Ahlak bilimi içerisinde  incelenen başlıca konular ise şunladır:

 

·        İyi ve kötünün ayırdedilmesi,

·        Doğru ve yanlışın belirlenmesi,

·        İnsanın yapması gereken ya da insanlardan yapılması beklenen davranış ve eylemlerin tespit edilmesi,

·        İnsanların yapmaması gereken ya da insanlardan yapılmaması istenen davranış ve eylemlerin tespit edilmesi,

 

            Ahlak bilimi özetle, ahlak kurallarını ele alan bir disiplindir. Ahlak kurallarının temel özelliklerini ise şu şekilde özetlemek mümkündür:

 

·        Ahlak kuralları, belirli bir kişi, grup ya da toplum için geçerli olan değer yargılarıdır. Ahlaki kurallar genel geçerliliğe sahip değillerdir. Bir başka ifadeyle, neyin doğru, neyin yanlış, neyin iyi ya da kötü olduğu kişiden kişiye, gruptan gruba ve nihayet toplumdan topluma değişebilir. Örneğin, bir kişi için doğru olan, diğeri için doğru olmayabilir. Özetle, ahlak kuralları subjektif , yani kişiden kişiye değişen değer yargılarını ifade eder.

 

·        Ahlak kuralları, belirli bir yerde geçerli olan değer yargılarıdır. Herkes için genel geçerliliğe sahip ahlaki kurallar olmadığı gibi her yerde genel geçerliliğe sahip ahlaki kurallar da yoktur. Bununla birlikte, bazı davranış ve eylemlerin (örneğin, yalan söyleme, hırsızlık yapma vs.) herkes tarafından ve her yerde kabul edildiğini söylemek mümkündür. Burada ifade edilmek istenen tüm ahlak kurallarının her yerde geçerli olmadığıdır.

 

·        Ahlak kuralları, belirli bir zamanda geçerli olan değer yargılarıdır. Bugün geçerliliği olan bir ahlak kuralı, önemini zamanla kaybedebilir , hatta değersiz olabilir.

 

            Ahlak insanlararası ilişkilerde nasıl davranılması (ya da nasıl davranılmaması) gerektiğini gösteren kendiliğinden oluşmuş (spontan) ve hazır bir değer yargıları sistemidir. Ahlak kuralları kendiliğinden oluşur, ancak daha sonra “hukuk kuralı” haline dönüşebilir.

 

            Bu açıklamalarımız çerçevesinde ahlak kavramını daha bilimsel olarak şu şekilde tanımlamamız mümkündür. Ahlak, toplumsal yaşamda, belirli kişi, grup ya da toplum için belirli zamanda ve belirli bir yerde geçerli olan (ya da geçerli olması beklenen) değer yargılarının, örf, adet, norm ve kuralların oluşturduğu bir sistem bütünüdür.

 

            Yukarıdaki tanım bazı açılardan eleştirilebilir ve doğru bulunmayabilir.
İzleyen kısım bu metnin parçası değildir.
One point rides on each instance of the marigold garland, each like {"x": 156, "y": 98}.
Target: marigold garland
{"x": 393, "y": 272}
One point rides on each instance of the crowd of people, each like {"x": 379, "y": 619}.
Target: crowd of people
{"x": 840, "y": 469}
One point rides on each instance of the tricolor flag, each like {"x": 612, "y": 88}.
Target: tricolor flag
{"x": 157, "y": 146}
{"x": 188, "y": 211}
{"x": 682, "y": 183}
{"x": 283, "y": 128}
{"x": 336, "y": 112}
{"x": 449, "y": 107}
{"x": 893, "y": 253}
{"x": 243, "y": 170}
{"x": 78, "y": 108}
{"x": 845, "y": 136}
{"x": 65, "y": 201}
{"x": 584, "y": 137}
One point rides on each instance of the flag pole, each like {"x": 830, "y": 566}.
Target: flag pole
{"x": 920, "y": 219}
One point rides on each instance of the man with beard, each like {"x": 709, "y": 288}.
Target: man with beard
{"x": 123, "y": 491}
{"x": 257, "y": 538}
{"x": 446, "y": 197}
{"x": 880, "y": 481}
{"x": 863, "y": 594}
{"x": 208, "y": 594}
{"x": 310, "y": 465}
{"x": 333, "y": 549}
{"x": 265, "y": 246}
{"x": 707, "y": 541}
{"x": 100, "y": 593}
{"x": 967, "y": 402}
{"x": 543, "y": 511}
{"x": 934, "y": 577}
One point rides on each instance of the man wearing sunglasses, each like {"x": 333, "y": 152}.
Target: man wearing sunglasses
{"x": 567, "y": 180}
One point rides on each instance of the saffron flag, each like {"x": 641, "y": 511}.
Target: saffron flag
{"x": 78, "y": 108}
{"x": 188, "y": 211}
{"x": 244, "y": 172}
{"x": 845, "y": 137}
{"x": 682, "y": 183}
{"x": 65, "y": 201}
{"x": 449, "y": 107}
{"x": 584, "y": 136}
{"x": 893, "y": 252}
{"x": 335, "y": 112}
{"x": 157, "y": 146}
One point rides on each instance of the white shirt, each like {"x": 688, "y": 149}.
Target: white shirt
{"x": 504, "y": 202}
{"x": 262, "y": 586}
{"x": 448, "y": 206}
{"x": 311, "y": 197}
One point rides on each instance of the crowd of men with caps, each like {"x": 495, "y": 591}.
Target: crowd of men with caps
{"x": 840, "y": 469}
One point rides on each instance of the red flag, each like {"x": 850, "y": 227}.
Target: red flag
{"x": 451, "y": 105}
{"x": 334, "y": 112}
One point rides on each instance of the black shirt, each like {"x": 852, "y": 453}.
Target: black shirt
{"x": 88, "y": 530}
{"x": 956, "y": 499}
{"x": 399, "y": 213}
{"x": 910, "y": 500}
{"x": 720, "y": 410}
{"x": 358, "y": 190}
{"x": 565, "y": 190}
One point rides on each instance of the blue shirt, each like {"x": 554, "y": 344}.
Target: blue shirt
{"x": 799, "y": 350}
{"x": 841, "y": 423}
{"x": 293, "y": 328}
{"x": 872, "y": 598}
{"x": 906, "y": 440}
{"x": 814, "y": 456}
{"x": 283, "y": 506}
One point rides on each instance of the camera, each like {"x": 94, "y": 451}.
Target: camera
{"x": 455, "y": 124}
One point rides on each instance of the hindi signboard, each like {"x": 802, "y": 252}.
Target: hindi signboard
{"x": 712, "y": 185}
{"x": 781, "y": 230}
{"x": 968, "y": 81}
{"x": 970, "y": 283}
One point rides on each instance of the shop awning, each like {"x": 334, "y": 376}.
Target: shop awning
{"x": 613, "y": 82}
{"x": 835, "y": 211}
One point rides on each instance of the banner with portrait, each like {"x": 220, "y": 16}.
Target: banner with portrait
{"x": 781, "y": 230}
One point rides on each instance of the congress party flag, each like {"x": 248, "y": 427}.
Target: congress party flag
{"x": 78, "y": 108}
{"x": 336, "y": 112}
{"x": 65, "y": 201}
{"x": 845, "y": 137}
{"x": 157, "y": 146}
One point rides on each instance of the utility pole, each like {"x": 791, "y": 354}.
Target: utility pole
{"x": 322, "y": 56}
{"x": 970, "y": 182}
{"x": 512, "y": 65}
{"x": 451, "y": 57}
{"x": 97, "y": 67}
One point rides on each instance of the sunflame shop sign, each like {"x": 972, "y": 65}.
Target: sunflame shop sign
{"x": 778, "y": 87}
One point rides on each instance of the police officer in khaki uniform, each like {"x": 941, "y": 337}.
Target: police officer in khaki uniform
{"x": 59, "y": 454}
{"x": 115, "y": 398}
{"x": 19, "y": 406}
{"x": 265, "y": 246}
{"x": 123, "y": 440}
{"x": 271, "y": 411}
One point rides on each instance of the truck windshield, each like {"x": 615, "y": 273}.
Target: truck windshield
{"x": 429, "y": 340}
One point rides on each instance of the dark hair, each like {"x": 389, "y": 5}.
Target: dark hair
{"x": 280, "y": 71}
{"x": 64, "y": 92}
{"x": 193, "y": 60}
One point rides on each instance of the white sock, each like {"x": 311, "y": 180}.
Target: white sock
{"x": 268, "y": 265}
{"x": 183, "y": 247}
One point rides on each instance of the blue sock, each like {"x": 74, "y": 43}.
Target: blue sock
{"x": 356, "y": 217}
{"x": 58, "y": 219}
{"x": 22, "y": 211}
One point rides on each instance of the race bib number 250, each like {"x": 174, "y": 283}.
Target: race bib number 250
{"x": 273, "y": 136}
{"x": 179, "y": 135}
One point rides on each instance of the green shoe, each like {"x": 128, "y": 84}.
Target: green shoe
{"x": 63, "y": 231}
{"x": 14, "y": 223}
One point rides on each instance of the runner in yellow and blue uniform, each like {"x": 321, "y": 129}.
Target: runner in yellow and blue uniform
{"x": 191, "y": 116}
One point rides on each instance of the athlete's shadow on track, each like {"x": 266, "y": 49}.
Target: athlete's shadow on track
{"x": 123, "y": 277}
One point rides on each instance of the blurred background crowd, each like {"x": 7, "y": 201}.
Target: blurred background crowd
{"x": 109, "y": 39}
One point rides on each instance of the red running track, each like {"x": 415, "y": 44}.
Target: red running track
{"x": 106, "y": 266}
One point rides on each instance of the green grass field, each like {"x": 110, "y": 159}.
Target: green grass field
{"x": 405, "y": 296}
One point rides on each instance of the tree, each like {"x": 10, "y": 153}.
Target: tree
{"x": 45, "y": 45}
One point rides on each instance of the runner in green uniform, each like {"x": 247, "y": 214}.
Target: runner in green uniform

Ancak şu kadarını söyleyelim ki,  ahlak; “iyi” ve “kötü” yü araştıran alandır.


 

[1] Mark Twain, “Eve’s Diary,” Letters from the Earth, New York: Harper &Row, 1974. Pp.75-76. (Şu eserden dolaylı olarak aktarılmıştır: R.C.Solomon, Morality and Good Life, 2nd ed. New York: McGraw Hill, Inc. 1992. P.1.

  Kaynak: C.C.Aktan,  Ahlak ve Ahlak Felsefesi, İstanbul: ARI Düşünce ve Toplumsal Gelişim Derneği Yayını, 1999.